I woke up to a bunch of college seniors jacking off a horse in my face. Geuss who didnt move in time?
surgery went fine. i cant breath out of my right nostril though. lets not eat peas anymore when we are drunk.
You didn't see us wave? How could you not? We were all going like 10mph screaming at you. We were stoned and didnt wanna run over pedestrians
About to trim my pubes so if you decide to walk in, viewer discretion is advised.
He fell asleep and I'm awkwardly laying here because all I have to wear is my tutu. I'm pretty sure his roommate is going to be back soon so this should be fun. This is my life now. PS. the background of his phone is a picture of his hedgehog.
If the world would stop letting me feel invincible I would probably stop doing this shit.
I am literally the only girl who can black out and wake up pantsless and STILL be 99% sure I didn't get any.
Thanks for the viagra you gave me last night. I ended up getting called in to work to cover a shift. So I had to tell Kayla that I couldn't hang out and I had to try and hide my dick all night while walking serving people food all night.
Nothing like banging your nurse in the shower while staying in the hospital
You know you're doing college wrong when you have to bail your RA out of jail
There's nothing wrong with using cocaine to keep my heart rate up in my fitness class.
The magnum condom fits.
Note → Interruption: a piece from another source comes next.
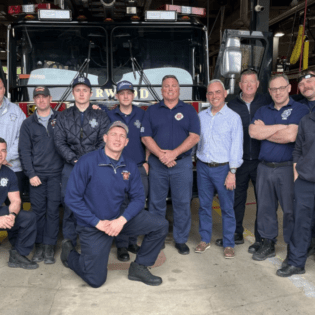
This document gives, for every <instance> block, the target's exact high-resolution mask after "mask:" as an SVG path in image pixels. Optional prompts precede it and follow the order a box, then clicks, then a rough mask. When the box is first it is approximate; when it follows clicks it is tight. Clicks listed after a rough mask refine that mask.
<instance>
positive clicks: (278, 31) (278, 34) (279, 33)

I feel like a manly version of cinderella
I woke up with glitter and eggshells in my bed wtf
He fucked me harder than I've ever been fucked before and afterwards he started crying and profusely apologizing to god and baby Jesus for his sin.
Apparently I drunkenly told him I was going to ride him to the rodeo and break him like a bronco, then I stole his nachos and beer. Adulting is hard!!!